How IndexCache Works
To solve the indexer bottleneck, the research team discovered a crucial characteristic of how DSA models process data: the subset of important tokens an indexer selects remains remarkably stable as data moves through consecutive transformer layers. Empirical tests revealed that adjacent layers share between 70% and 100% of their selected tokens.
To capitalize on this cross-layer redundancy, the researchers developed IndexCache. The technique partitions the model’s layers into two categories. A small number of full (F) layers retain their indexers, actively scoring tokens and choosing the most important ones to cache. The rest of the layers become shared (S), performing no indexing and reusing the cached indices from the nearest preceding F layer.
During inference, the model simply checks the layer type. If it reaches an F layer, it calculates and caches fresh indices. If it is an S layer, it skips the computation and copies the cached data.
Real-World Performance
To test the impact of IndexCache, the researchers applied it to the 30-billion-parameter GLM-4.7 Flash model and compared it against the standard baseline. At a 200K context length, removing 75% of the indexers slashed the prefill latency from 19.5 seconds down to just 10.7 seconds, delivering a 1.82x speedup.
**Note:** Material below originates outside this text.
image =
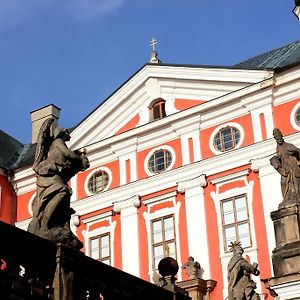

During the decoding phase, where the model generates its response, IndexCache boosted per-request throughput from 58 tokens per second to 86 tokens per second at the 200K context mark, yielding a 1.48x speedup. When the server’s memory is fully saturated with requests, total decode throughput jumped by up to 51%.
For enterprise teams, these efficiency gains translate directly into cost savings. In terms of ROI, IndexCache provides consistent benefits across scenarios, but the gains are most noticeable in long-context workloads such as RAG, document analysis, and agentic pipelines, said Yushi Bai, co-author of the paper. In these cases, we observe at least an approximate 20% reduction in deployment cost and similar improvements in user-perceived latency.
Accuracy Preservation
Remarkably, these efficiency gains did not compromise reasoning capabilities. Using the training-free approach to eliminate 75% of indexers, the 30B model matched the original baseline’s average score on long-context benchmarks, scoring 49.9 against the original 50.2. On the highly complex AIME 2025 math reasoning benchmark, the optimized model actually outperformed the original baseline, scoring 92.6 compared to 91.0.
The team also ran preliminary experiments on the production-scale 744-billion-parameter GLM-5 model. They found that eliminating 75% of its indexers with the training-free method yielded at least a 1.3x speedup on contexts over 100K tokens, while maintaining nearly identical quality average on long-context tasks.
Getting Started
For development teams wanting to implement the training-free approach today, the process is straightforward but requires careful setup. While the greedy search algorithm automatically finds the optimal layer configuration, the quality of that configuration depends on the data it processes.
We recommend using domain-specific data as a calibration set so that the discovered layer-sharing pattern aligns with real workloads, Bai advised.
Open-source patches are already available on GitHub for major serving engines. Integration is relatively straightforward ??developers can apply the patch to existing inference stacks such as vLLM or SGLang and enable IndexCache with minimal configuration changes.
IndexCache represents an immediate solution for today’s compute bottlenecks, but its underlying philosophy points to a broader shift in how the AI industry will approach model design. Future foundation models will likely be architected with downstream inference constraints in mind from the beginning, Bai concluded. This means designs that are not only scalable in terms of model size, but also optimized for real-world throughput and latency.